History & Background of Cocktails

The origin of the word cocktail? It was customary to dock the tails of horses that were not thoroughbred.  They were called cocktailed horses, later simply cocktails. By extension, the word cocktail was applied to a vulgar, ill-bred person raised above his station, assuming the position of a gentleman but deficient in gentlemanly breeding.  Cocktail may also be a reference to ‘gingering’, a practice for perking up an old horse by means of a ginger suppository so that the animal would cock its tail up and be frisky. Some of our recipes do have ginger but fortunately it’s delivered in liquid form !

Mixed alcoholic drinks have been around for around 5,000 years with traces of alcohol being detected on Mesopotamian pottery.  Bitters and lime have been added to alcoholic drinks for medicinal purposes for at least 200 years.  Cocktails were partly inspired by British punches—big bowls of spirits mixed with fruit juice, spices, and other flavours, consumed in punch houses in the 18th century.  Punch was also popular in the British Navy and basically consisted of five ingredients (punch means five in Hindi) and the drink had liquor, citrus juice, sugar, water and spice (usually tea). The term cocktail was first described in 1806 as: “a stimulating liquor composed of any kind of sugar, water and bitters, called a bittered sling.”  Cocktails were often considered as recuperative morning drinks and were provided at fox hunts and polo matches (they’d shed the ill-bred image by then !).

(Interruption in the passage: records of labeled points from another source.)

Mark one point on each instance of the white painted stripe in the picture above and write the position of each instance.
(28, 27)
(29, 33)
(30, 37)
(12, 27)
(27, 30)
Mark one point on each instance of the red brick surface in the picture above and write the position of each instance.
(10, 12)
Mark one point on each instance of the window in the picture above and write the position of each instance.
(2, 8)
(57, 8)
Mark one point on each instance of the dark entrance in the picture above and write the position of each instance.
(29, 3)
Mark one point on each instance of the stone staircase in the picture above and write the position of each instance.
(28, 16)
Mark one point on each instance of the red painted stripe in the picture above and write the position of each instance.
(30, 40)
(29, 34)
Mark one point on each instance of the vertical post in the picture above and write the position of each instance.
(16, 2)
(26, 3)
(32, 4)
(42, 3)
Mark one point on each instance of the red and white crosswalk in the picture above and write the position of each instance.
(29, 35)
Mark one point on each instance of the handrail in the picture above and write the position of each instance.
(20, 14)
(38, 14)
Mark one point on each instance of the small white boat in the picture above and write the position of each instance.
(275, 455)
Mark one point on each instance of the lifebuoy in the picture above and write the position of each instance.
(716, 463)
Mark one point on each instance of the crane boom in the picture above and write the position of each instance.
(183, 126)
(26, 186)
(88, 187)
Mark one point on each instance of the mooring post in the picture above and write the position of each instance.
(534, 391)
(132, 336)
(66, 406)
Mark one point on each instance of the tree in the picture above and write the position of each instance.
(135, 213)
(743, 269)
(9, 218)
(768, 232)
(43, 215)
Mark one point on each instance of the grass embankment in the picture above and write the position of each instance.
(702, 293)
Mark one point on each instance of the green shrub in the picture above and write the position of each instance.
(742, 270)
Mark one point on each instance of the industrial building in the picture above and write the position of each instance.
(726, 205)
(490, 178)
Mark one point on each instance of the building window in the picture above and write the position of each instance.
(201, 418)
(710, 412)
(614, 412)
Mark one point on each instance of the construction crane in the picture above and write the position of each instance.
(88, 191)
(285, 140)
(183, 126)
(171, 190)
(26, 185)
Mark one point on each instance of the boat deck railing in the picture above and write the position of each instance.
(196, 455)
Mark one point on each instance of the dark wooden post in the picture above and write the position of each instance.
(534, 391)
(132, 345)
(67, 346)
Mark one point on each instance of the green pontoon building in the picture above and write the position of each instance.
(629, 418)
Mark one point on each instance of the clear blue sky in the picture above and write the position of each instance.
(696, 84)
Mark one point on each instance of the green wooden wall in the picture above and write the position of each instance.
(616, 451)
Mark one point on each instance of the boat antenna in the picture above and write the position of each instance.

In 1862 the first mixology book the Bartenders Guide by Jerry Thomas was published and around that time the ready availability of ice gave cocktails wider appeal.  Prohibition (1920 –33) in the USA provided an incentive to mix something with the unpalatable home brewed hooch.  Drug stores were allowed to sell “medicinal whiskey” during this time to treat everything from toothaches to the flu. With a physician’s prescription, “patients” could legally buy a pint of liquor every ten days.

With the end of prohibition, Tiki culture arrived in America. Don the Beachcomber (Ernest Gantt) ran an iconic Hollywood restaurant and Polynesian hot spot, while Victor Bergeron (aka “Trader Vic”) opened a self-named competing Tiki spot in San Francisco.  Many of the great cocktail recipes were created during the 1930s.  One of the definitive cocktail books of that era was The Savoy Cocktail Book by Harry Craddock which contained some 750 recipes.

During the 50s, 60s and 70s cocktails fell out of favour until reviving in the 80s with vodka often substituting for gin in some cocktails, like James Bond’s favourite the Vodka Martini.  It wasn’t until the 90s, however, that there was a real revival of classic cocktail culture, bringing historical recipes and strict quality standards back. The early 2000s saw the rise of cocktail culture, mixing traditional cocktails and other novel ingredients.